Filing Bugs for Python 3 Switch

Alexander Bokovoy abokovoy at redhat.com
Wed Jan 28 17:34:10 UTC 2015


On Wed, 28 Jan 2015, Dan Williams wrote:
>On Wed, 2015-01-28 at 11:09 -0500, Bohuslav Kabrda wrote:
>> Hi,
>> I just filed 2 bugs [A], [B] for the Python 3 switch [C] and I
>> realized that I should probably follow the mass bug filing policy.
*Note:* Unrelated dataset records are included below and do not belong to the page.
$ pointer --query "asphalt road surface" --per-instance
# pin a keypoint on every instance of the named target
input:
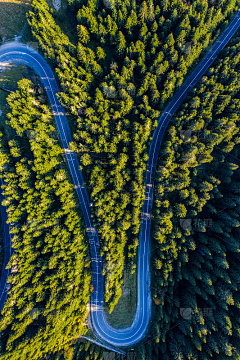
(15, 52)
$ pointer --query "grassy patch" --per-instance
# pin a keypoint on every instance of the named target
(123, 313)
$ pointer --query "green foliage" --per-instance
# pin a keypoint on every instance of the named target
(50, 280)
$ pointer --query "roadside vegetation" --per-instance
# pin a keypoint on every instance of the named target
(50, 280)
(129, 60)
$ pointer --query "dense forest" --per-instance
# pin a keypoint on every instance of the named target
(130, 59)
(50, 268)
(128, 62)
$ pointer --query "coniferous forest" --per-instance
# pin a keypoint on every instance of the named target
(130, 59)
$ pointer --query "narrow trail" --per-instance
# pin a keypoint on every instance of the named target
(15, 52)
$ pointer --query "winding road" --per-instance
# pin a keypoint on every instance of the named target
(14, 52)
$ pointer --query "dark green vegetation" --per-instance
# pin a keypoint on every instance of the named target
(129, 60)
(50, 279)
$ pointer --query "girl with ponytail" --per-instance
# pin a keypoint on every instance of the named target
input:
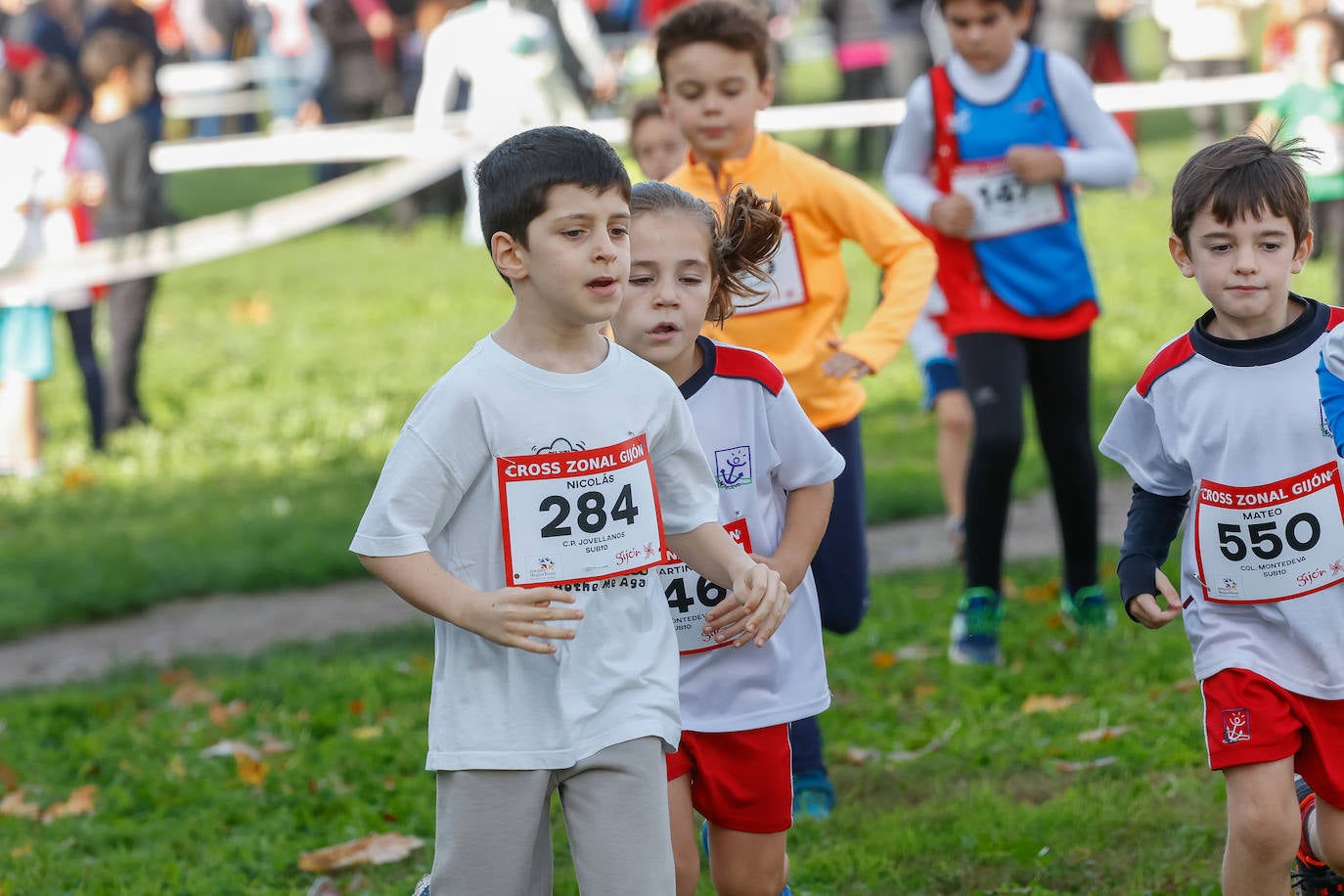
(776, 475)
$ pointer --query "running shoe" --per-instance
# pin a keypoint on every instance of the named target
(1312, 876)
(974, 629)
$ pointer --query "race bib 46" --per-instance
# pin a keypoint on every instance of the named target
(1275, 542)
(690, 596)
(579, 516)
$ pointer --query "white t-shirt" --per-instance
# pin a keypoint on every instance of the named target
(761, 445)
(1262, 561)
(57, 161)
(17, 188)
(496, 707)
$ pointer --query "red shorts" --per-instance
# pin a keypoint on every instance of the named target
(1249, 719)
(739, 780)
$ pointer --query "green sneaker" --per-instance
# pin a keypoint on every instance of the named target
(1088, 608)
(974, 629)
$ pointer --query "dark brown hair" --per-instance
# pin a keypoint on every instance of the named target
(740, 246)
(1243, 176)
(47, 86)
(723, 22)
(647, 108)
(108, 50)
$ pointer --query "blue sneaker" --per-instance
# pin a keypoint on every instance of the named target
(1088, 610)
(974, 629)
(813, 797)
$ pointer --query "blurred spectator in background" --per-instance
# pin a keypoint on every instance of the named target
(118, 68)
(590, 68)
(862, 51)
(25, 353)
(1312, 108)
(1207, 38)
(656, 143)
(126, 15)
(359, 35)
(293, 60)
(50, 25)
(71, 182)
(909, 54)
(506, 64)
(208, 32)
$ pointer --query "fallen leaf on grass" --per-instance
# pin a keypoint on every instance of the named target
(15, 806)
(232, 748)
(1084, 766)
(376, 849)
(866, 755)
(1103, 734)
(272, 744)
(251, 310)
(324, 887)
(79, 803)
(251, 771)
(191, 694)
(882, 658)
(77, 477)
(1048, 702)
(221, 713)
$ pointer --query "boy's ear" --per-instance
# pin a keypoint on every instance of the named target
(1181, 255)
(510, 255)
(766, 93)
(1304, 251)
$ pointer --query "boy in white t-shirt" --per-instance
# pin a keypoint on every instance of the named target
(525, 499)
(1229, 414)
(24, 327)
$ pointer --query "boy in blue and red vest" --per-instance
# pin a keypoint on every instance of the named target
(987, 158)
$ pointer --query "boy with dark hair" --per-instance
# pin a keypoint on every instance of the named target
(521, 507)
(71, 183)
(987, 158)
(1229, 413)
(714, 61)
(119, 71)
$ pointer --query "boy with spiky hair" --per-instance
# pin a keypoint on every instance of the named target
(521, 507)
(714, 62)
(1228, 416)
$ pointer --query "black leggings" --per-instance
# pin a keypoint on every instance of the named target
(995, 367)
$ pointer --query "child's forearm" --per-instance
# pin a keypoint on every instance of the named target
(421, 582)
(711, 551)
(805, 517)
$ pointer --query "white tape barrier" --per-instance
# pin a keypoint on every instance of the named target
(108, 261)
(391, 137)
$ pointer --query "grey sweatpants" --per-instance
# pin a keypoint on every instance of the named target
(493, 831)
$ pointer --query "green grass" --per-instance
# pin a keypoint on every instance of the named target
(279, 379)
(991, 812)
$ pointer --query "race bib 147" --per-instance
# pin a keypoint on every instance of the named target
(1275, 542)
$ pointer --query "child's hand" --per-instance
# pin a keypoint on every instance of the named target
(843, 364)
(514, 617)
(758, 605)
(1143, 606)
(90, 190)
(953, 215)
(1035, 164)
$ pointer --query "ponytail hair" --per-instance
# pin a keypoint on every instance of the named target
(740, 246)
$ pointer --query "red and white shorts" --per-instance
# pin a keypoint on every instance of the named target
(739, 780)
(1249, 719)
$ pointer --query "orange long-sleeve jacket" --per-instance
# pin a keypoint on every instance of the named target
(794, 327)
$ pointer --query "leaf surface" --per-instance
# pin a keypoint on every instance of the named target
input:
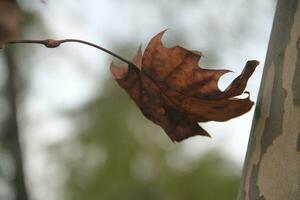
(174, 92)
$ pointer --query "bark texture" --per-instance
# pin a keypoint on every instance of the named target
(272, 166)
(10, 137)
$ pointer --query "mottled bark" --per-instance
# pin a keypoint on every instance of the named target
(10, 131)
(272, 166)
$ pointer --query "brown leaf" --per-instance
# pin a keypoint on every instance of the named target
(174, 92)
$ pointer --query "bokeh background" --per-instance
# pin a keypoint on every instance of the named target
(81, 135)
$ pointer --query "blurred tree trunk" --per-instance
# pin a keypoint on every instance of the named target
(10, 136)
(272, 166)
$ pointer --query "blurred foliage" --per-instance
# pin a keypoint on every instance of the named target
(118, 154)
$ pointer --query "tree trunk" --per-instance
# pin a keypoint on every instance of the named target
(10, 132)
(272, 166)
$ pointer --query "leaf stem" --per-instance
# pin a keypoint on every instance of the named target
(50, 43)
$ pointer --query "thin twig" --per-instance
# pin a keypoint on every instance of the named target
(50, 43)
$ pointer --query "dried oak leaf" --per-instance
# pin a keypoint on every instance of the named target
(174, 92)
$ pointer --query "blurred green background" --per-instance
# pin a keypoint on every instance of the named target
(81, 137)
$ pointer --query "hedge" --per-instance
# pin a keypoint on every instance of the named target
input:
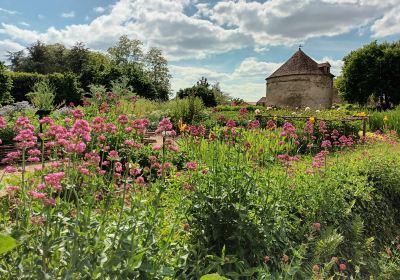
(66, 86)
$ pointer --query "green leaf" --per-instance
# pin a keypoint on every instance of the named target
(136, 261)
(7, 243)
(214, 276)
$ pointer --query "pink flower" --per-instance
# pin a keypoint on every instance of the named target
(77, 113)
(46, 120)
(231, 123)
(326, 144)
(157, 148)
(12, 188)
(3, 123)
(84, 171)
(191, 165)
(316, 226)
(164, 125)
(123, 119)
(113, 155)
(243, 111)
(253, 124)
(10, 169)
(271, 125)
(309, 128)
(37, 195)
(118, 167)
(140, 181)
(54, 180)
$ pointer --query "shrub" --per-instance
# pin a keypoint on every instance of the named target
(66, 86)
(187, 109)
(5, 86)
(42, 96)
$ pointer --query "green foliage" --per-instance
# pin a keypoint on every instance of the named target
(42, 96)
(188, 109)
(384, 121)
(7, 243)
(202, 90)
(5, 86)
(372, 71)
(66, 86)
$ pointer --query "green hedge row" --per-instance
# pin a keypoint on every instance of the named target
(67, 88)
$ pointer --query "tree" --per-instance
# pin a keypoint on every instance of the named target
(126, 51)
(372, 71)
(158, 72)
(77, 57)
(203, 90)
(17, 60)
(5, 85)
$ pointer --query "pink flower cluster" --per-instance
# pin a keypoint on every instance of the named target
(165, 128)
(197, 131)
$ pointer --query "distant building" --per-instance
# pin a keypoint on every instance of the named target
(300, 82)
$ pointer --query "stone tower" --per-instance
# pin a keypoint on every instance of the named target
(300, 82)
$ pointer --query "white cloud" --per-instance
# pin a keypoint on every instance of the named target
(99, 9)
(70, 14)
(221, 27)
(8, 46)
(247, 81)
(10, 12)
(23, 23)
(389, 24)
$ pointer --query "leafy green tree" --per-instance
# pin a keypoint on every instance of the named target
(372, 71)
(5, 85)
(158, 72)
(126, 51)
(203, 90)
(77, 57)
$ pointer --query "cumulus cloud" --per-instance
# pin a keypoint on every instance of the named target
(247, 81)
(99, 9)
(70, 14)
(8, 45)
(220, 26)
(23, 23)
(10, 12)
(389, 24)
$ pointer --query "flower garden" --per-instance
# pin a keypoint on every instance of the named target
(237, 194)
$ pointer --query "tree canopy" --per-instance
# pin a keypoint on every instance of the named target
(209, 94)
(147, 72)
(372, 72)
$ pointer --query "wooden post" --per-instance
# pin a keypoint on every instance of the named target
(364, 127)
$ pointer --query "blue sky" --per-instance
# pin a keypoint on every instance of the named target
(237, 43)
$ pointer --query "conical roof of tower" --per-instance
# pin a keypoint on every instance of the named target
(299, 63)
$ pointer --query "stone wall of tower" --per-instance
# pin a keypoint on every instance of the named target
(304, 90)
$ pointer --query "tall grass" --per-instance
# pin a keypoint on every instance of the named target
(388, 120)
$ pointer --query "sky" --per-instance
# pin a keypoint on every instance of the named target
(234, 42)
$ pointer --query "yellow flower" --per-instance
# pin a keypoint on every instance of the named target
(182, 126)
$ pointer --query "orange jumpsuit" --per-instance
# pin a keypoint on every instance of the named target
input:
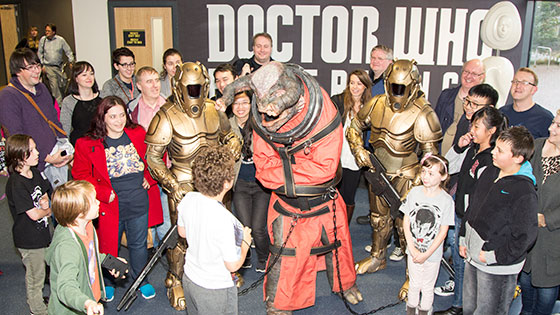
(294, 284)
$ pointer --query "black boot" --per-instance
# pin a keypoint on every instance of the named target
(363, 220)
(453, 310)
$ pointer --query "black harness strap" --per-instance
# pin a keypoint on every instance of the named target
(286, 153)
(320, 250)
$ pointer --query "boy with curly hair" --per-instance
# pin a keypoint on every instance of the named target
(218, 243)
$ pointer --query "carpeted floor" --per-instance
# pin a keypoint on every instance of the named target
(378, 289)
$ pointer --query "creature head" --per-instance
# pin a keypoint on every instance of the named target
(191, 84)
(402, 83)
(277, 92)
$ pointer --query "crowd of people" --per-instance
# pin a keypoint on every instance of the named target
(484, 187)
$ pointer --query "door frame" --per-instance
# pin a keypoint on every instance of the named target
(111, 5)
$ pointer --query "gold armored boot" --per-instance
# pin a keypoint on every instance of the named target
(176, 260)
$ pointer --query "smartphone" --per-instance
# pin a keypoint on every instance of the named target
(111, 262)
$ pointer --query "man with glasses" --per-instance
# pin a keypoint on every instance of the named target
(524, 111)
(479, 96)
(380, 58)
(18, 115)
(123, 84)
(51, 50)
(449, 106)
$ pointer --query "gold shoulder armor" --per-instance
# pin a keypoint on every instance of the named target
(426, 127)
(363, 114)
(160, 130)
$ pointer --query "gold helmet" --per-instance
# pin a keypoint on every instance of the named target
(402, 83)
(191, 85)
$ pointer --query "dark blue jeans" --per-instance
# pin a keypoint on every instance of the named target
(136, 230)
(250, 201)
(536, 300)
(486, 293)
(458, 266)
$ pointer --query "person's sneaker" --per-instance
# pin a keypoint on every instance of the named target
(445, 290)
(397, 254)
(260, 267)
(109, 293)
(148, 291)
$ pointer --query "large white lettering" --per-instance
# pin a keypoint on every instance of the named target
(307, 13)
(330, 14)
(246, 13)
(225, 14)
(281, 51)
(371, 16)
(455, 37)
(426, 57)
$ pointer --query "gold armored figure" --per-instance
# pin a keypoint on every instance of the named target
(402, 124)
(181, 128)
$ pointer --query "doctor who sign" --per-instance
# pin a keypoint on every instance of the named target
(331, 39)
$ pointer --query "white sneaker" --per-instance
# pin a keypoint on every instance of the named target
(447, 289)
(397, 254)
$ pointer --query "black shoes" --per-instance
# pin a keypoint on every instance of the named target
(453, 310)
(363, 220)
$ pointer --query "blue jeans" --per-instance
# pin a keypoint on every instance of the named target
(136, 230)
(458, 266)
(250, 201)
(536, 300)
(162, 229)
(486, 293)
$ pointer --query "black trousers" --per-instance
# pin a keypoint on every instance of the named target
(250, 201)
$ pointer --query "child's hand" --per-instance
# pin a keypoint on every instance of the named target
(115, 273)
(247, 234)
(44, 202)
(482, 257)
(463, 251)
(93, 307)
(465, 140)
(421, 258)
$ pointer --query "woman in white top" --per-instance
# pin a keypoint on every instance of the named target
(349, 102)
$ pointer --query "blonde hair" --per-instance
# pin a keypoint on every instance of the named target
(72, 199)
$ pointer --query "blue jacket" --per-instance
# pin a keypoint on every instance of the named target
(446, 106)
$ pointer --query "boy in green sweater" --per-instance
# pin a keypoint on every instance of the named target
(73, 256)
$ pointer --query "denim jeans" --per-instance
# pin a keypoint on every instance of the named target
(250, 201)
(136, 230)
(536, 300)
(458, 266)
(486, 293)
(162, 229)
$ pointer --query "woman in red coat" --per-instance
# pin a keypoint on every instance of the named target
(111, 157)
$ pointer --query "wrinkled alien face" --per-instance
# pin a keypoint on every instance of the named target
(271, 91)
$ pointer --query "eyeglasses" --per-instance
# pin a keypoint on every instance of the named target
(472, 104)
(523, 83)
(465, 72)
(33, 67)
(127, 65)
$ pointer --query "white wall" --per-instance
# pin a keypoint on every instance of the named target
(91, 34)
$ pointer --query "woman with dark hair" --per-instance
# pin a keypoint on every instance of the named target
(31, 41)
(540, 278)
(79, 107)
(349, 103)
(171, 58)
(111, 157)
(250, 198)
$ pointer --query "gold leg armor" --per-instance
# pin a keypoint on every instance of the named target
(381, 223)
(176, 261)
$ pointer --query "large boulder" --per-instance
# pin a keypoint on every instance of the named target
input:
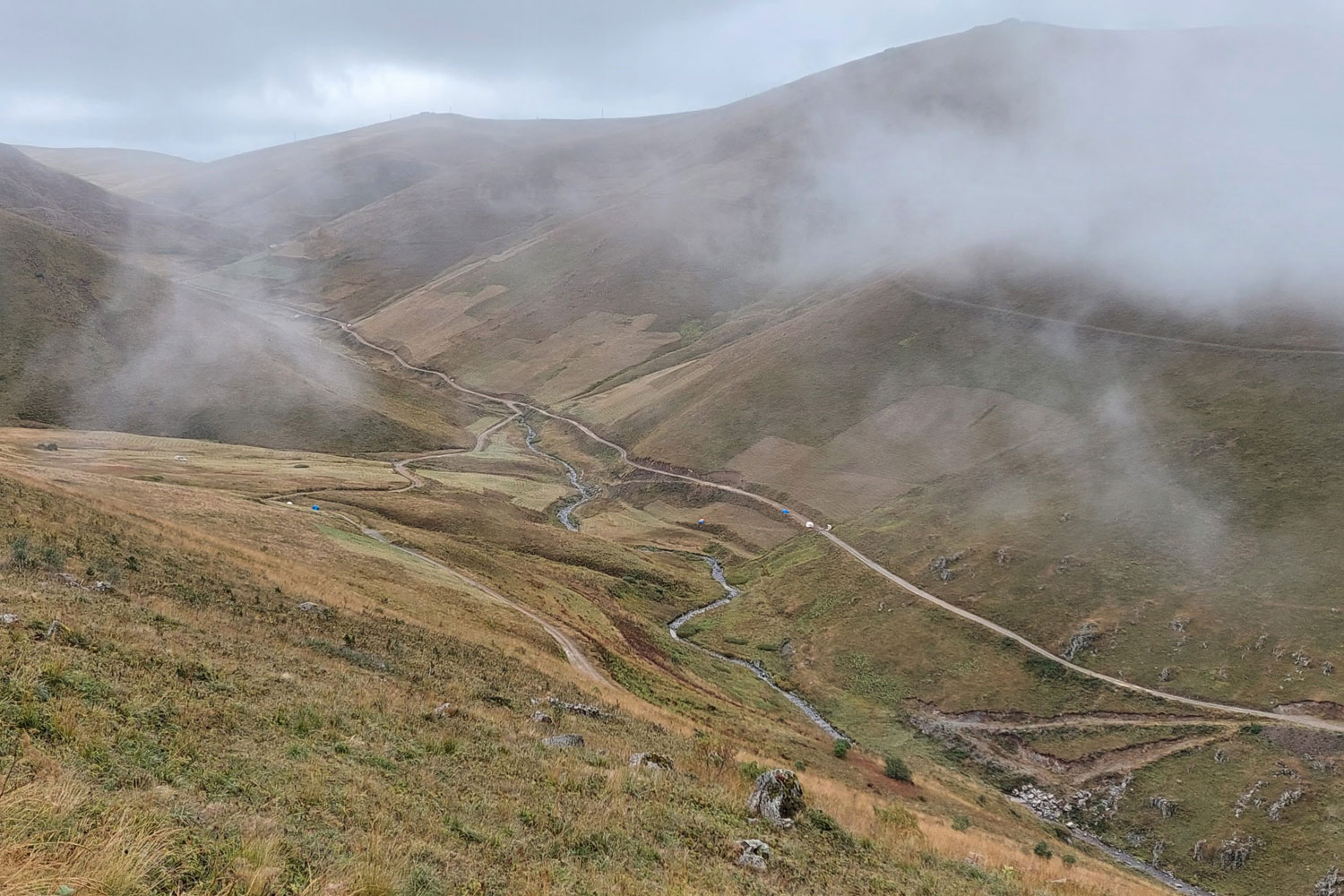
(650, 761)
(777, 797)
>> As I've said previously, we've already had both Python 2 and Python 3
>> on LiveCDs for few releases, so it makes sense to move as much as
>> possible to Python 3. My intention is to mass file bugs only for
>> "applications" (see the second item in second list at [D]) - in
>> short, these are packages for which it doesn't make sense to
>> introduce python3- subpackage, but it only makes sense to rebuild
>> them with Python 3.
>> The mass bug filing policy suggests providing text of the bug for review, so here it is:
>>
>>
>> Since your package requires Python and is considered an application
>> as per [1], I'd like to ask you to rebuild it with Python 3. Please
>> see recommendations and notes at [2]. Note: this switch should only
>> be done assuming you need to do none or very little downstream
>> patching of upstream source. If upstream source doesn't work with
>> Python 3, it's ok to stay with Python 2.
>>
>> Some general notes:
>> If your package depends on Python because of a Python script that has
>> /usr/bin/python in hashbang, you need to change this to
>> /usr/bin/python3. All "Requires" and "BuildRequires" on Python
>> extension modules have to be changed from "python-foo" to
>> "python3-foo" in order for this change to work. If your package is an
>> "application" (let's call it "foo") and it also generates a
>> subpackage with Python bindings (i.e. "python-foo" or "foo-python"),
>> you should provide a python3 subpackage ("python3-foo" or
>> "foo-python3") and use that as dependency of other subpackages.
>
>How about "#!/usr/bin/env python"?  I don't recall who suggested this a
>long time ago, but I'm 99% sure it was to better handle python3...
That would work for alternative implementations which don't differ in
functionality, syntax, and ABI. This is not true for python2/python3.
You can easily have an application package installed that would be
intending python2 via certain required modules (bindings to C libraries,
for example) which couldn't be launched with python3 interpreter.